Back in 1996, a group of engineering students at McMaster University set out to build a fully functional hot tub housed in a working car. They chopped up an abandoned 1982 Chevy Malibu and converted it into The Carpool.

That group of students graduated, and began work on the Carpool DeVille. Six years later, they’re ready to take it to Bonneville Salt Flats to claim the title of “world’s fastest hot tub.”

There has been some substantial modifications to the vehicle to make the Carpool a reality. A custom fibreglass tub was built to drop into the passenger compartment, and heat exchangers were added to the stock engine system to heat the water. The plumbing and pumps for the tub reside in the truck, while the original V8 engine is up in the front. A custom air suspension system allows them to carry the massive volume of water. There’s even a marine throttle to control gas and brake from the driver’s seat in the tub.

The folks behind the Carpool DeVille ran a Kickstarter to fund their race costs. The campaign is over, but you can still check out the story and pictures of the conversion. Since it was a successful campaign, we’re looking forward to seeing this custom vehicle out on the salt flats.

27 thoughts on “Carpool DeVille: The World’s Fastest Hot Tub

    1. The original was a 1982 Malibu, “Iraqi Taxi” version (automatic shifter on the steering column instead of the floor). I know, because it used to live in my driveway. I didn’t do very much work on the vehicle (I helped a little here and there), but three of my housemates were heavily involved. We had so many crazy projects going on in that house that our neighbour 3 doors down phoned the police and tried to convince them that we were running an illegal chop shop out of our garage! The two years that we lived in that house were great times :)

      I’ll be interested to see if they try running a speed record with it filled. The original needed to have its frame supported (at least initially) so that the shocks wouldn’t commit suicide under the weight of all of that water!

  1. During a scortchingly hot summer, I think it was 1998, I was spurred into similar action. I backed my F150 up to my deck, lined the bed with a sheet of visqueen, and filled it with water. It was great!

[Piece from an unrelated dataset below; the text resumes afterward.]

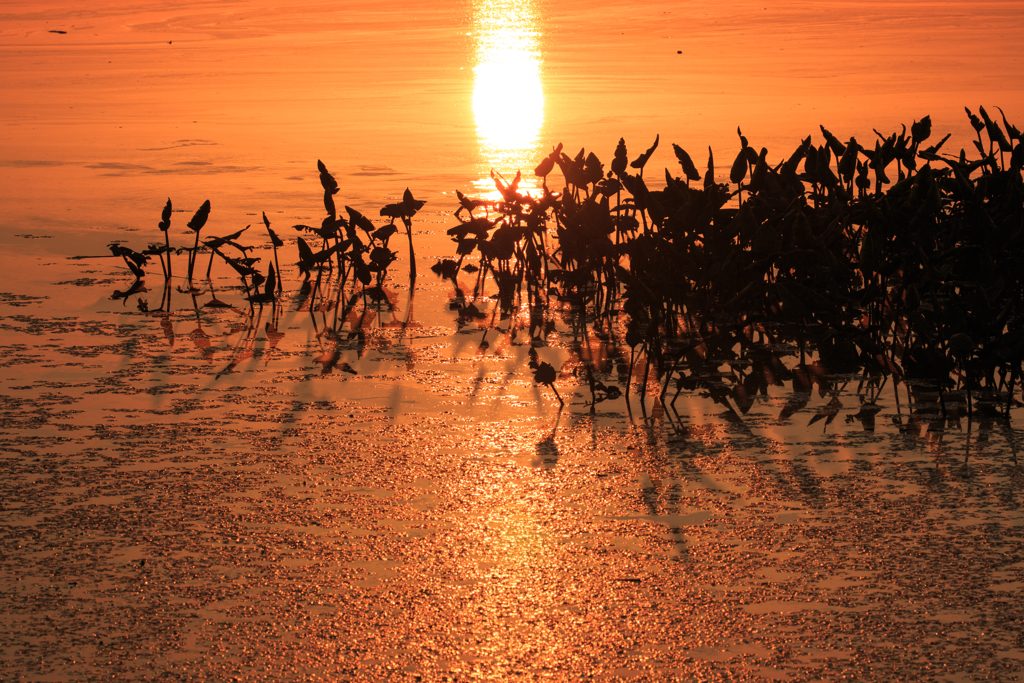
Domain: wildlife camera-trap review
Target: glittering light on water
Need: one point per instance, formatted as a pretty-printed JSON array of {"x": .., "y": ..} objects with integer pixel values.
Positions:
[{"x": 508, "y": 95}]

    I did wonder what would happen when I released the water. I eventually drove it out into the street, near the storm drain. I evaluated the force of the water against the gate by pushing on it – surprisingly, it was not that much. I could fairly easily take the force off the latches. Buoyed by that confirmation, I opened the gate and stepped aside. I was actually able to step aside before any water hit me. It doesn’t sound possible, but it was.

    Fun times.

  2. The math seems a bit suspicious. In 1996 they started on mk-I in college. On mk-II, “.. they graduated and 6 years later…” it’s 2014. So they we’re in school in 96 and didn’t graduate till 2008. So either they earned double PhDs in Hot Tub Engineering and Hot Tub Construction Management Techniques… or they spent too much time in college in hot tubs soaking parts they shouldn’t shrivel!

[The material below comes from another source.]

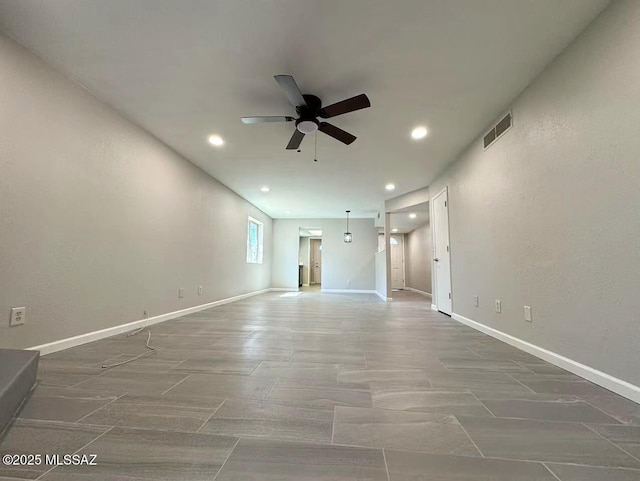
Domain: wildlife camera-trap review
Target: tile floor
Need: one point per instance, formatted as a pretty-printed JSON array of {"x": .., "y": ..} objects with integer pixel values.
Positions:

  3. A good start would have been to work with the guys at the Bonneville Event they plan to run it at. As it stand right now, it will not pass tech and make it onto the track.

    1. I’m not so sure. Read the full Kickstarter page, including the risks section. Sounds like they’ve been through the rulebook and have worked hard to ensure their car complies.

      1. I’ve read the whole page. They haven’t (yet) contacted the automotive technical committee about running a vehicle full of water (among other issues). As an absolute minimum, water slopped onto the track would be a hazard for other racers. Before that they will need to make it through safety tech which I doubt it would pass. USFRA (another racing group) might let them run in September, or they could hook-up with someone’s private event. But I think SCTA/BNI is a no-go.